Manusia bukan makhluk yang berdiri sendiri, ia adalah makhluk yang senantiasa berintereaksi dengan sesamanya dan lingungan sekitar. Hasil intereaksi dengan lingkungan dan sesama, menghasilkan yang namanya budaya yakni perilaku manusia atas hubungan-hubungan tersebut. Keberadaan ini, membuat bagian-bagian bumi ini saling ketergantungan, manusia di satu pihak dan lingkungannya di pihak lain.

Pada dasarnya strategi keberlangsungan hidup dari masyarakat manusia dibuatnya setiap menghadapi lingkungan yang terkadang mengalami perubahan, inilah sebuah penyesuaian atau adaptasi yang melahirkan kebudayaan. Kearifan lokal  dalam memanfaatkan sumber daya alam telah diciptakan sedemikan rupa hasil intereaksi manusia dengan alam. Pada kondisi sekarang ini tindakan manusia sendiri lebih mengolah alam dalam artian tidak “beradaptasi” dengan baik, hingga kerusakan alam sangat parah terjadi. Kearifan terhadap pemanfaatan dan pengelolaan sumber daya alam tadi, telah melemah. Maka resiko bagi penghidupanlah yang menjadi akibatnya.
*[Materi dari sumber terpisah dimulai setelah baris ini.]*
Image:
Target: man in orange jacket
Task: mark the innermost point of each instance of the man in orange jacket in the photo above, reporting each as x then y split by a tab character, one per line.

Fenomena ekologi diatas, perlu digali terus menerus kearifan masyarakat dalam memanfaatkan sumber daya alam dan bagaimana kearifan masyarakat dalam hal strategi adaptasi terhadap kondisi lingkungan dan sosial budaya yang berubah. Saya mengambil fokus peneltian kepada masyarakat nelayan, khususnya pulau Matutuang di Desa Matutuang, melihat dari dekat perilaku masyarakat nelayannya dalam usaha pengidupan mereka, dan strateginya menghadapi perubahan kondisi sekitarnya di kawasan perbatasan Indonesia-Pilipina, yakni di area border crossing area (BCA)dan kondisi alamnya sebagai pulau kecil.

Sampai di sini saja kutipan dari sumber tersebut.